Unlike many other sites (myspace, match, etc...) where there is nothing but drama, stalking, aggravation, bullying, etc... Steptalk is such a positive place and is a godsend. Sorry, I just don't have the time nor the energy to even WANT to use those other sites.

leladawn's picture

Thanks Milomom, you're right on about a lot of this. I had (and still have) a major probelm with this friendship because its so fake. This woman spewed out BM's lies to me and I know she reported everything she saw right back to bm.. I tried to talk with bf about it again, he has no idea why I'm upset and says I'm acting "childish". Its just so clear to me, this woman is not interested in being my friend or his (and her friendship I will gladly do without) but if bf still goes over there "for the kids" its so awkward.. PLUS I'm the one handling his court case and I know that she'll be testifying against him. I just don't get it.

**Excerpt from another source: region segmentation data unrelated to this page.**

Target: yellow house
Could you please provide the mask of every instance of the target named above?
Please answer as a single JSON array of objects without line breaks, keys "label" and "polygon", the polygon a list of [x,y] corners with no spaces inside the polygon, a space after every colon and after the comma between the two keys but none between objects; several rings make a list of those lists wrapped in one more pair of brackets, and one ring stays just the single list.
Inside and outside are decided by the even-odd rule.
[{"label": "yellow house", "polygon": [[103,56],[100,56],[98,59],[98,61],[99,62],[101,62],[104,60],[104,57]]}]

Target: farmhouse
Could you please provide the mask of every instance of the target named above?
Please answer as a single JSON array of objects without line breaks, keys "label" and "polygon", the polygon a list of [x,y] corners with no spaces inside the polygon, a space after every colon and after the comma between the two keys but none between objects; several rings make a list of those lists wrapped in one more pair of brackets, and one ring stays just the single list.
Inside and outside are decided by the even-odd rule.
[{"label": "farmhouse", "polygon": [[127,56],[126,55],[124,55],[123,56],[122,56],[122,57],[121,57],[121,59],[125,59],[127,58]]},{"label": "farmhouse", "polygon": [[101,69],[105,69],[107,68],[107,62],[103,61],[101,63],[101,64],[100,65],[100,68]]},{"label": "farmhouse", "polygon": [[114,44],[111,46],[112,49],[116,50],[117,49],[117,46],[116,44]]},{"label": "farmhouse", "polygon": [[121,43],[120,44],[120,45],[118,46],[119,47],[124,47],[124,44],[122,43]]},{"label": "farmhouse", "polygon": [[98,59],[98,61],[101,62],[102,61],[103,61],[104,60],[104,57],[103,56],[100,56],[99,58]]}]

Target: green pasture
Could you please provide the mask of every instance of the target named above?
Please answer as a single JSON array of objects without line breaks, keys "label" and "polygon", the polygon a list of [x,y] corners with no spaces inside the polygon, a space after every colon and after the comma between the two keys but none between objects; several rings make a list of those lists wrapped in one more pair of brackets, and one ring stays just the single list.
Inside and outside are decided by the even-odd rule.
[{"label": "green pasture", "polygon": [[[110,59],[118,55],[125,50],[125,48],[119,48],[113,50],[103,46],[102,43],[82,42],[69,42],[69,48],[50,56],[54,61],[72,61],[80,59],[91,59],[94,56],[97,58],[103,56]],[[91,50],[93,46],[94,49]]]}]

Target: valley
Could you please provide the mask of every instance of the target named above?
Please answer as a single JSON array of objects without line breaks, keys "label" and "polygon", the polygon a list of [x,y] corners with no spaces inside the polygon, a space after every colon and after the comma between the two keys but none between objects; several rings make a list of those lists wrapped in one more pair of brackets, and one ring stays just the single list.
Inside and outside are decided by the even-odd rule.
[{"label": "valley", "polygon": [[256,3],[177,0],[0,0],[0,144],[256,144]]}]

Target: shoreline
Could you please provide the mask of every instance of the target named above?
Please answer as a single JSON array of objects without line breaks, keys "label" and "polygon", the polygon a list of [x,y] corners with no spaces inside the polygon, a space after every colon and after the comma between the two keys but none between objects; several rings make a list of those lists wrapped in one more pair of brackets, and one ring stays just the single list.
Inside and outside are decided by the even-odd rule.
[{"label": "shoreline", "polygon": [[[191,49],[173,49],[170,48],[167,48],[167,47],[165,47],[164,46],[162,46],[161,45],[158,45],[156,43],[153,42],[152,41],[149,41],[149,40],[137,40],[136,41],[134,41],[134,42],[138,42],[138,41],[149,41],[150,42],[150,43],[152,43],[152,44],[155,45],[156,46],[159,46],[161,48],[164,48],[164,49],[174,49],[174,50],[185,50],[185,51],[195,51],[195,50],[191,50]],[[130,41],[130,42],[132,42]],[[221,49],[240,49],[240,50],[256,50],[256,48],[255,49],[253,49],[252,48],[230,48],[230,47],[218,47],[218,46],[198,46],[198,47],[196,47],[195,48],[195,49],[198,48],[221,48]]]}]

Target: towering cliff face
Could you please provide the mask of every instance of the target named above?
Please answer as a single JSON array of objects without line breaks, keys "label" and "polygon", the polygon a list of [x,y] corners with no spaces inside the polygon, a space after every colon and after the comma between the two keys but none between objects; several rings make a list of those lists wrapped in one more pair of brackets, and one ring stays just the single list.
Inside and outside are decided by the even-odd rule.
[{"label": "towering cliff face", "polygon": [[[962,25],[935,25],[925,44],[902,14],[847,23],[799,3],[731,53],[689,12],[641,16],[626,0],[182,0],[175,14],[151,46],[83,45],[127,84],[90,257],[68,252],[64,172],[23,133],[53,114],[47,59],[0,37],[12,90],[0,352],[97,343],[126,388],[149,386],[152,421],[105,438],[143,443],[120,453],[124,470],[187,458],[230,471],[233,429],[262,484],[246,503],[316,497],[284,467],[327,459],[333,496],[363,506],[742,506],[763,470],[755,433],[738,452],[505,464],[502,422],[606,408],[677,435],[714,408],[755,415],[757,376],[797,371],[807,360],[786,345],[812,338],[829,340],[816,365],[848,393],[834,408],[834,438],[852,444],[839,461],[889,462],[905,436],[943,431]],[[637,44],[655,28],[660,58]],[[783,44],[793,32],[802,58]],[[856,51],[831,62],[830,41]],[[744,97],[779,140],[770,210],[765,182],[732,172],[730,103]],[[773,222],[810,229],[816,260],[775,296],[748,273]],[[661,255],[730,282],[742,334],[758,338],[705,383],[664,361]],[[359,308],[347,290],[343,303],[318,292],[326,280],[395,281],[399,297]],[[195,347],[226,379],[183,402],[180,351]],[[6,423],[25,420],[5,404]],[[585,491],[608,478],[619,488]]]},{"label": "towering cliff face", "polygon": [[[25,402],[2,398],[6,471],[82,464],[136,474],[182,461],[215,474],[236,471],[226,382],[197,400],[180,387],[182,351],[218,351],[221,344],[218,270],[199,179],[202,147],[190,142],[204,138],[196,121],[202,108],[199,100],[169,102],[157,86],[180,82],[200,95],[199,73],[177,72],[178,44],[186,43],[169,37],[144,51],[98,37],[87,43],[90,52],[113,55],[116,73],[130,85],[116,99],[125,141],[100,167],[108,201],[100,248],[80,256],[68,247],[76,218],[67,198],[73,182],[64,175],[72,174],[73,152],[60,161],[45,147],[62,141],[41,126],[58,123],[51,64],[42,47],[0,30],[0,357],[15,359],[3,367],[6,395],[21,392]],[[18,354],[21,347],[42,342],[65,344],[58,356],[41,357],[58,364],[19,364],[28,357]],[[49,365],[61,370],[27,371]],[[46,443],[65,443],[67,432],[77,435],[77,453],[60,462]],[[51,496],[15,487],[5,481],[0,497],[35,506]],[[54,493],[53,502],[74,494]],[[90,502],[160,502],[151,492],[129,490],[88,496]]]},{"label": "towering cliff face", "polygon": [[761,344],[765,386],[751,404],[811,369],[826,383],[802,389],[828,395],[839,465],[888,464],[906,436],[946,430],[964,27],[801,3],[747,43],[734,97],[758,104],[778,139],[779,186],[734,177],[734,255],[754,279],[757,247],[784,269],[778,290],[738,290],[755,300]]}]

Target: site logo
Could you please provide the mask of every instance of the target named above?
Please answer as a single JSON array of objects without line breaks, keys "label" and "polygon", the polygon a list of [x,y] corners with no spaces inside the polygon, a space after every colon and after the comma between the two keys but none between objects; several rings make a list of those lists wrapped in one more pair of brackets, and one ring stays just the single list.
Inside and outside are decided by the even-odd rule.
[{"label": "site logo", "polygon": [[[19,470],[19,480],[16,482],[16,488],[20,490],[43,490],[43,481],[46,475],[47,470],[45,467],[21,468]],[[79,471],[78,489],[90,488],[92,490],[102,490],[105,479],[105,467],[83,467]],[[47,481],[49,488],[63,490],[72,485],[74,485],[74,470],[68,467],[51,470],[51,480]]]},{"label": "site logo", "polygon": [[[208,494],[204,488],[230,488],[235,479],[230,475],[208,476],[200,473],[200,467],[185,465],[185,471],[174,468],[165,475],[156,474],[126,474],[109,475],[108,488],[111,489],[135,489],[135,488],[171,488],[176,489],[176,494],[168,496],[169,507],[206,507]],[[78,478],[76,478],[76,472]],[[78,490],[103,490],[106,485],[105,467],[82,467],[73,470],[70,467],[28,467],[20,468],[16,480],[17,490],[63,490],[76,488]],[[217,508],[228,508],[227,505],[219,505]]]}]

My bf and I aren't speaking at the moment.. And the sad thing is that I know this will all just be brushed over like everything else. We're going back to court on Tuesday, we'll have no time to talk about anything but that. There will be forms to fill out, etc..

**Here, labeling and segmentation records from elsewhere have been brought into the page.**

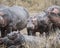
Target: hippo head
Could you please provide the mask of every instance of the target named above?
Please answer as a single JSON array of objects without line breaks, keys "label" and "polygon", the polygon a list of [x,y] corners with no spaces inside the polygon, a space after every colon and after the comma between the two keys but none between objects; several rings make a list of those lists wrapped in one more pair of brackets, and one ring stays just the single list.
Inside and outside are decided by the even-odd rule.
[{"label": "hippo head", "polygon": [[50,15],[55,14],[60,16],[60,6],[51,6],[46,11]]},{"label": "hippo head", "polygon": [[37,18],[36,17],[30,17],[27,20],[27,29],[36,29],[37,28]]},{"label": "hippo head", "polygon": [[6,18],[4,18],[4,13],[0,12],[0,27],[5,27],[6,26]]}]

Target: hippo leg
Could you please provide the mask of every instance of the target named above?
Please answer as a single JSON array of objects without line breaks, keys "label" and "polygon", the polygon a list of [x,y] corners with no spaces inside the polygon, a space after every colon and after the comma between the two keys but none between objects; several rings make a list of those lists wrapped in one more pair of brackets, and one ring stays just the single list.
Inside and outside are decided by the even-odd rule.
[{"label": "hippo leg", "polygon": [[32,35],[32,31],[31,30],[27,30],[28,35]]},{"label": "hippo leg", "polygon": [[5,30],[1,29],[1,37],[4,37],[4,36],[5,36]]},{"label": "hippo leg", "polygon": [[7,27],[6,35],[9,34],[10,32],[12,32],[12,27]]},{"label": "hippo leg", "polygon": [[36,32],[32,32],[32,35],[33,35],[33,36],[36,36]]}]

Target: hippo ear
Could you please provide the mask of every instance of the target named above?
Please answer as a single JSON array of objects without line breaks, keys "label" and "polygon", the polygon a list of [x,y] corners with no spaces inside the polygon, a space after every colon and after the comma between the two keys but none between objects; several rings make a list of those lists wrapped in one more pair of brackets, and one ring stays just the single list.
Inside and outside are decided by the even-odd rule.
[{"label": "hippo ear", "polygon": [[3,12],[0,12],[0,16],[3,16],[4,15],[4,13]]}]

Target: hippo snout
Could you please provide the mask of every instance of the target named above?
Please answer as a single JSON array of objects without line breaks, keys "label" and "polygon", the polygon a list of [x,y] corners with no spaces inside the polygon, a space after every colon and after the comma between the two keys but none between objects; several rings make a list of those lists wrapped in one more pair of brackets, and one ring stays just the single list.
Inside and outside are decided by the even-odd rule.
[{"label": "hippo snout", "polygon": [[35,28],[35,26],[33,24],[27,25],[27,29],[34,29],[34,28]]}]

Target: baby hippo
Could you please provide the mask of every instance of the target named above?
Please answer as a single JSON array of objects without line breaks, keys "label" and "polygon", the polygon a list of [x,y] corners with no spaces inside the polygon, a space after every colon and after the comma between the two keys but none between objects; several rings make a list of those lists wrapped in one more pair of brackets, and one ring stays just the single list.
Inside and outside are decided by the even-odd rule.
[{"label": "baby hippo", "polygon": [[29,13],[24,7],[12,6],[0,10],[1,36],[4,37],[12,31],[24,29],[28,17]]},{"label": "baby hippo", "polygon": [[28,18],[27,21],[27,32],[28,35],[36,35],[36,32],[39,32],[40,34],[43,34],[43,32],[46,33],[46,35],[49,34],[49,31],[51,31],[52,23],[50,22],[48,15],[45,12],[41,12],[40,14],[37,14],[34,17]]}]

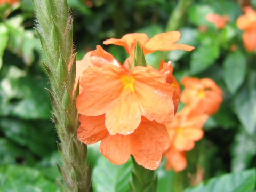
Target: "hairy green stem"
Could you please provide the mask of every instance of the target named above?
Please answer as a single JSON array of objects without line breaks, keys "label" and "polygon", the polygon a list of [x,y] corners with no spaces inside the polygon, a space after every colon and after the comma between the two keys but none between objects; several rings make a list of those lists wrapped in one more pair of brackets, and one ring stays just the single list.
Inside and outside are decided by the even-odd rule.
[{"label": "hairy green stem", "polygon": [[132,172],[132,191],[133,192],[155,192],[157,187],[156,172],[144,168],[137,164],[132,157],[134,170]]},{"label": "hairy green stem", "polygon": [[[86,164],[87,146],[77,139],[79,125],[76,107],[79,85],[74,87],[75,55],[73,21],[67,0],[34,0],[36,30],[46,59],[44,65],[51,85],[47,90],[53,106],[53,119],[60,139],[63,159],[59,165],[66,186],[64,191],[90,191],[91,169]],[[67,187],[67,186],[68,187]]]}]

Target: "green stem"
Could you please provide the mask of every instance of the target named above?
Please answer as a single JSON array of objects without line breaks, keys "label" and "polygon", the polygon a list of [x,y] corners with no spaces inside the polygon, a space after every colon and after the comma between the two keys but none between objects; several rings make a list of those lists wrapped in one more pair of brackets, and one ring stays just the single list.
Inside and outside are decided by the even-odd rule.
[{"label": "green stem", "polygon": [[91,166],[86,164],[87,146],[77,139],[79,125],[74,87],[76,60],[73,47],[73,21],[67,0],[34,0],[36,30],[46,59],[44,63],[51,85],[47,90],[61,142],[63,164],[58,166],[67,186],[64,191],[90,191]]},{"label": "green stem", "polygon": [[132,172],[131,188],[134,192],[155,192],[157,187],[157,175],[155,171],[144,168],[137,164],[132,157],[134,171]]}]

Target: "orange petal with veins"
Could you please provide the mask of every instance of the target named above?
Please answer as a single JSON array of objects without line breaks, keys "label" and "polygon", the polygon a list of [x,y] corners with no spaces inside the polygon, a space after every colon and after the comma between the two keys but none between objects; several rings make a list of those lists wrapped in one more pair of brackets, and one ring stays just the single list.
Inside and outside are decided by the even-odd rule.
[{"label": "orange petal with veins", "polygon": [[171,121],[174,116],[174,91],[166,83],[165,78],[150,66],[136,67],[132,75],[136,79],[134,89],[143,108],[143,115],[159,123]]},{"label": "orange petal with veins", "polygon": [[133,132],[141,121],[141,112],[136,95],[130,90],[124,90],[111,110],[106,113],[105,124],[110,135],[127,135]]},{"label": "orange petal with veins", "polygon": [[192,51],[194,47],[190,45],[174,44],[181,36],[179,31],[170,31],[156,35],[145,43],[145,47],[152,51],[172,51],[182,50]]},{"label": "orange petal with veins", "polygon": [[170,140],[165,126],[143,118],[131,135],[132,154],[137,163],[151,170],[156,169],[167,150]]},{"label": "orange petal with veins", "polygon": [[105,115],[93,117],[81,115],[77,129],[77,138],[85,144],[93,144],[108,135],[104,122]]},{"label": "orange petal with veins", "polygon": [[123,75],[125,72],[122,68],[112,65],[100,68],[92,66],[85,70],[80,83],[83,91],[77,99],[78,113],[87,116],[106,113],[122,91],[119,77]]},{"label": "orange petal with veins", "polygon": [[129,136],[117,134],[107,137],[101,141],[100,151],[116,165],[125,163],[132,151]]}]

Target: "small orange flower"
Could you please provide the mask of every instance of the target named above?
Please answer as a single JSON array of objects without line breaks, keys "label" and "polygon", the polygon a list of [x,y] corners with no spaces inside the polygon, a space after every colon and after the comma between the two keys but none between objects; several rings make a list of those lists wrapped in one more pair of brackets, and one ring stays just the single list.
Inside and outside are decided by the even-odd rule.
[{"label": "small orange flower", "polygon": [[208,118],[208,115],[203,113],[188,114],[186,108],[178,113],[173,121],[165,125],[172,145],[179,151],[192,149],[195,142],[202,138],[203,126]]},{"label": "small orange flower", "polygon": [[223,29],[230,21],[228,15],[220,15],[218,14],[210,13],[207,15],[206,20],[215,25],[219,29]]},{"label": "small orange flower", "polygon": [[7,3],[11,5],[19,2],[20,0],[0,0],[0,5]]},{"label": "small orange flower", "polygon": [[137,41],[140,43],[145,54],[156,51],[182,50],[190,51],[195,49],[190,45],[175,43],[180,40],[181,36],[181,34],[179,31],[170,31],[156,35],[149,39],[147,34],[137,33],[126,34],[121,39],[110,38],[106,40],[103,44],[124,46],[132,59]]},{"label": "small orange flower", "polygon": [[194,109],[194,113],[213,115],[219,110],[222,102],[222,91],[213,80],[187,77],[181,82],[185,89],[181,101]]},{"label": "small orange flower", "polygon": [[180,151],[173,147],[170,147],[164,153],[167,159],[166,168],[168,170],[173,169],[175,171],[181,171],[187,167],[186,152]]},{"label": "small orange flower", "polygon": [[245,30],[243,35],[244,46],[248,51],[256,51],[256,11],[251,7],[244,9],[245,14],[237,19],[237,26]]},{"label": "small orange flower", "polygon": [[238,28],[244,30],[256,29],[256,11],[250,6],[244,7],[244,11],[245,14],[237,19]]},{"label": "small orange flower", "polygon": [[100,151],[115,164],[125,163],[133,155],[139,164],[155,170],[160,165],[162,154],[169,146],[164,125],[145,117],[135,131],[128,135],[109,134],[105,125],[104,115],[96,117],[81,115],[79,121],[78,139],[86,144],[102,140]]}]

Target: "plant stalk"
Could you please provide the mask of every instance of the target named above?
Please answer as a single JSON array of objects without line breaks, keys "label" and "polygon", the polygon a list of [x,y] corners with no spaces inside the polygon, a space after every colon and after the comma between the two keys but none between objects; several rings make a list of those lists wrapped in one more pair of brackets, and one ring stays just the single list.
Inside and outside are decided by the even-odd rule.
[{"label": "plant stalk", "polygon": [[67,0],[34,0],[36,28],[45,55],[44,63],[51,89],[53,120],[60,140],[63,159],[58,165],[66,185],[65,191],[91,191],[91,166],[86,164],[87,146],[77,139],[79,126],[76,107],[79,84],[74,87],[76,59],[73,20]]}]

As for facebook, I'm rarely even on the thing anymore - I'm on here waaaay more.

"You can complain because roses have thorns, or you can rejoice because thorns have roses." Ziggy

midgette71's picture

No you are NOT crazy!!!! And you absolutely should NOT be a part of anything that the x's are attending!!! My bfs ex is constantly threatening me and calling my miss piggy and telling me to take a jog i'm getting really fat and having her sister email me harrassing letters but my bf thinks i shouldn't be upset about it; oh and being that i was brought up the right way i won't do what i want by knocking her teeth down her throat and live in a small town to boot so i soooo understand. stand your ground!!!!